The first of a trilogy - which could potentially become a quadrilogy, if rumours are to be believed - that has captured the hearts of many film fans all over the globe, Richard Linklater’s optimistic yet realistic tale of young love still leaves a mark on new audiences over two decades later.

In many ways, Before Sunrise presents an idyllic scenario for young romantics. The idea of meeting someone in the middle of nowhere, through pure chance, and instantly having a connection is what many lost souls in their early twenties long for - and the dreamlike nature of the film’s storytelling perfectly captures this. 

The beautiful scenery, the foreign language and the characters’ general lack of care for where they go or what they do adds a sense of adventure that many people crave in relationships.
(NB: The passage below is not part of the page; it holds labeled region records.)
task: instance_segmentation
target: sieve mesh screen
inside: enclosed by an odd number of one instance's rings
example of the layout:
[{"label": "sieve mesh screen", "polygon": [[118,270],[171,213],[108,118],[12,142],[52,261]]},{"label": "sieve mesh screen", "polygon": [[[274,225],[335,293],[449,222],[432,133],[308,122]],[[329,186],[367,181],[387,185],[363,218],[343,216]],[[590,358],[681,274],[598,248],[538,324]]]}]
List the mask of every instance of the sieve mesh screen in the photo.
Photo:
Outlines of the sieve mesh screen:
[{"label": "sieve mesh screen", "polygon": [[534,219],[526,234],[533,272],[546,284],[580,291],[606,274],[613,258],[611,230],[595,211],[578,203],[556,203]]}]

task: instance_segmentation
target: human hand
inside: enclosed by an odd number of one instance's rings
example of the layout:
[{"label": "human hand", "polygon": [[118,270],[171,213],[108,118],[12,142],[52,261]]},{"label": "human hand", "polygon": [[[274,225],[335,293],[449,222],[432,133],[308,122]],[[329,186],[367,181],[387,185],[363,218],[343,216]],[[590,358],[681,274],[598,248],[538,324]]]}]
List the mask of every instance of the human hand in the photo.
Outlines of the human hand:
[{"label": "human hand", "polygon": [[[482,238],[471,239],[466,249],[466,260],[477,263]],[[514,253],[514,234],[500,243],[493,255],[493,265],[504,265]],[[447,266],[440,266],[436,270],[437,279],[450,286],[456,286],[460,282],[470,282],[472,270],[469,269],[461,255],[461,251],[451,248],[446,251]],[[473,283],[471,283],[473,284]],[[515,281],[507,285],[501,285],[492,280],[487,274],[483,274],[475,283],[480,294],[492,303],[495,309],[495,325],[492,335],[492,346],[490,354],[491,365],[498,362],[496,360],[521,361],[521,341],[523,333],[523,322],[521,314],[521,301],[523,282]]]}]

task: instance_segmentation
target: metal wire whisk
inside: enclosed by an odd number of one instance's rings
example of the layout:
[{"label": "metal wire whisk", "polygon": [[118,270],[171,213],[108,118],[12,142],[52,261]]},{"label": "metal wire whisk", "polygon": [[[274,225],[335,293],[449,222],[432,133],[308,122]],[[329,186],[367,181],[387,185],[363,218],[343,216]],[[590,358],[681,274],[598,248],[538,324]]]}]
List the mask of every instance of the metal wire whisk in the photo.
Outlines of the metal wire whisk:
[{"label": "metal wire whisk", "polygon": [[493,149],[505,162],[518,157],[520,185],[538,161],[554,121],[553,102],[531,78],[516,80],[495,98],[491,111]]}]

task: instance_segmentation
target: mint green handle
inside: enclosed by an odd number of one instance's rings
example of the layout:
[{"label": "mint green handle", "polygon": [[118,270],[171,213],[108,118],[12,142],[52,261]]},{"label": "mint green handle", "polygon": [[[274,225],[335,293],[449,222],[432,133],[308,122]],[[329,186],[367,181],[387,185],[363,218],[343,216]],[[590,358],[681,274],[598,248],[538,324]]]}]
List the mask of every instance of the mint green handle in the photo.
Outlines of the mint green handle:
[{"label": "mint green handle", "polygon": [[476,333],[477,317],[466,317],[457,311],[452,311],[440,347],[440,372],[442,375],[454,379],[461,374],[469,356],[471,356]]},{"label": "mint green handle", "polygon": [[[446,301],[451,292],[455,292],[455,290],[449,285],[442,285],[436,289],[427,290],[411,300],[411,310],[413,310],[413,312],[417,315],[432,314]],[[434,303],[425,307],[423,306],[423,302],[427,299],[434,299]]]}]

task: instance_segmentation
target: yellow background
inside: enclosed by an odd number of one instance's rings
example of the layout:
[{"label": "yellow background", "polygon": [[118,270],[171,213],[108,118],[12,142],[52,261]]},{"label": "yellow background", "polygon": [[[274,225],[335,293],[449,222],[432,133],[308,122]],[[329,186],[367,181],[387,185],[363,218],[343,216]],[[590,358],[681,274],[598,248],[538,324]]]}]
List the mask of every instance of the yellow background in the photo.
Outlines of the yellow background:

The film ultimately offers little in terms of activity but the sense of mystery between Jesse (Ethan Hawke) and Céline (Julie Delpy) adds enough excitement to keep the audience hooked - their playful, flirtatious dynamic proving truly intoxicating. 

This dynamic is expertly crafted by Linklater and Kim Krazan, whose refreshingly honest, unfiltered script is poetically written. Every conversation between the leading duo is gripping, the natural and original dialogue developing a convincing and interesting relationship between the two from the very first scene.

Linklater’s intimate and dreamlike storytelling perfectly captures the joys of young love

The script tackles the key themes of early adult life, including love, family and simply trying to feel like you belong. It provides an emotional and philosophical depth that you don’t expect in a romantic movie, and finishes in a perfectly heartbreaking way - leaving the characters mourning the loss of their relationship but appreciating the time they had together. 

Hawke and Delpy deserve great credit for selling these characters to the audience. Jesse’s openly flirtatious behaviour could easily come off as annoying and, let’s face it, a little creepy, but Hawke’s charming display is majorly effective, his subtle line delivery helping to breathe authenticity into the character. 

And Delpy is fantastic as Céline, her layered and sincere performance helping to create a fully three-dimensional character in a relatively short space of time, adding a sense of vulnerability to an otherwise enjoyably confident performance. 

The connection between these two characters, instantly felt from the moment they meet, sets up a memorable adventure that makes Before Sunrise one of the most impressive romantic films of all time. Linklater’s intimate and dreamlike storytelling perfectly captures the joys of young love, the delicately honest script brilliantly delivered by the movie’s lead actors. This intelligent, introspective film undoubtedly remains one of the genre’s best, even 25 years later.